A CETESB (Companhia Ambiental do Estado de São Paulo) não avisa antes de bater no portão. O IBAMA (Instituto Brasileiro do Meio Ambiente), também não. O gestor industrial que descobre autuação em curso aprende rápido: o tempo de reagir já passou. O tempo certo era trinta dias antes — janela que separa quem corrige documento de quem assina termo de compromisso.
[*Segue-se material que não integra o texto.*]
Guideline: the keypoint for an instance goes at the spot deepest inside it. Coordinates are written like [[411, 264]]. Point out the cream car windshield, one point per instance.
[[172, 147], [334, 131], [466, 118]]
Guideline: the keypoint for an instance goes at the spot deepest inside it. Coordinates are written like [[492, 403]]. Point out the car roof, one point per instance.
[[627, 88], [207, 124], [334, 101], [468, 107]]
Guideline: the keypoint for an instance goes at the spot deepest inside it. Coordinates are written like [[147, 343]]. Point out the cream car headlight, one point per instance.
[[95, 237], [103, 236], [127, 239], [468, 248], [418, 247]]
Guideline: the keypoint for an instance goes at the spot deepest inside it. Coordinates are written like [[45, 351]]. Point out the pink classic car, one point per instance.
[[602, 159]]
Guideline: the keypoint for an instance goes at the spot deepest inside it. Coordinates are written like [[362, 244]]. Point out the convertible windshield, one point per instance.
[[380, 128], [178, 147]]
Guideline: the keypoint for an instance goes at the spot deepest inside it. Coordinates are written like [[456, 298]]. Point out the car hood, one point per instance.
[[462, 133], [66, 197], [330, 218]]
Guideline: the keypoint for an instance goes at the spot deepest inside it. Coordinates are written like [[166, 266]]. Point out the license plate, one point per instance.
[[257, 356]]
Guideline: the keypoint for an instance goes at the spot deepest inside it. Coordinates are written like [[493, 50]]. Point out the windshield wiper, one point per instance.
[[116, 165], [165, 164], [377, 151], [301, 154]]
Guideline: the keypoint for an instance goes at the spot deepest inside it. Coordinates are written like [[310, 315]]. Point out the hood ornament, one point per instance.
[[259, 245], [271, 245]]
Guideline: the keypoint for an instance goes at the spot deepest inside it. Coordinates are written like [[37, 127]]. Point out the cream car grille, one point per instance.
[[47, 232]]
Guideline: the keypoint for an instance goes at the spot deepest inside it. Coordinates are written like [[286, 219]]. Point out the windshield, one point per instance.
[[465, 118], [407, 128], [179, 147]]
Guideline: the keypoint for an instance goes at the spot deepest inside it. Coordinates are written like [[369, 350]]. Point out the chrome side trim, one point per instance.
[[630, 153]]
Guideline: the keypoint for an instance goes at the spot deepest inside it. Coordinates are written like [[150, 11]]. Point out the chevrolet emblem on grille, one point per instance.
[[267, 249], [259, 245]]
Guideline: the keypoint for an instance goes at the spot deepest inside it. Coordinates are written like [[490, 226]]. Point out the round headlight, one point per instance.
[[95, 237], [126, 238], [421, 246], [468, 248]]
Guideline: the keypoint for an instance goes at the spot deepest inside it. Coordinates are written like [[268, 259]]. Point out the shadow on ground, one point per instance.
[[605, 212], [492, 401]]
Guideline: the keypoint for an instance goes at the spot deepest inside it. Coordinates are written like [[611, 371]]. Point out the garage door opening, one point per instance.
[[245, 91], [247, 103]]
Este artigo é diferente dos posts sobre o que o fiscal verifica durante a visita ou sobre defesa após autuação. Aqui o foco é estritamente o antes: auditoria interna preventiva, cronograma Dia D-30 até Dia 0, o que pode ser corrigido em trinta dias sem improviso. E há gancho contemporâneo que torna a janela ainda mais crítica: o Relatório Anual de Atividades Potencialmente Poluidoras (RAPP) referente a 2026 teve prazo prorrogado para 31 de maio de 2026. Quem não entregar até essa data abre processo no IBAMA — e o cruzamento com a CETESB é automático.
Por Que 30 Dias É a Janela Crítica (e Não 6 Meses, Nem 1 Semana)
Trinta dias não é número arbitrário. É o tempo mínimo operacional para emitir ou regularizar um CADRI (Certificado de Movimentação de Resíduos de Interesse Ambiental, autorização da CETESB) pendente em SIGOR (Sistema Integrado de Gerenciamento de Resíduos Sólidos), executar um ciclo completo de coleta com Certificado de Destinação Final (CDF) emitido, atualizar o Plano de Gerenciamento de Resíduos Sólidos (PGRS) com retroativo de seis meses de Manifestos de Transporte de Resíduos (MTR), e organizar inventário CONAMA 313.
Menos que isso vira improviso visível ao fiscal experiente. Mais que isso vira procrastinação — o gestor adia, surge demanda de produção, e a auditoria evapora da agenda. Trinta dias é a tensão certa entre urgência e viabilidade. Antes de mergulhar no cronograma, vale revisar o que é auditoria ambiental e quando sua empresa precisa.
Como a CETESB Seleciona Quem Vai Fiscalizar
A pergunta “por que cairia em cima de mim?” tem respostas concretas. Quatro gatilhos dominam: denúncia formalizada (anônima ou não), renovação de Licença de Operação (LO) próxima do vencimento, cruzamento de dados entre MTR no SIGOR e declarações no PGRS, e pendências no Cadastro Técnico Federal de Atividades Poluidoras (CTF-APP) do IBAMA.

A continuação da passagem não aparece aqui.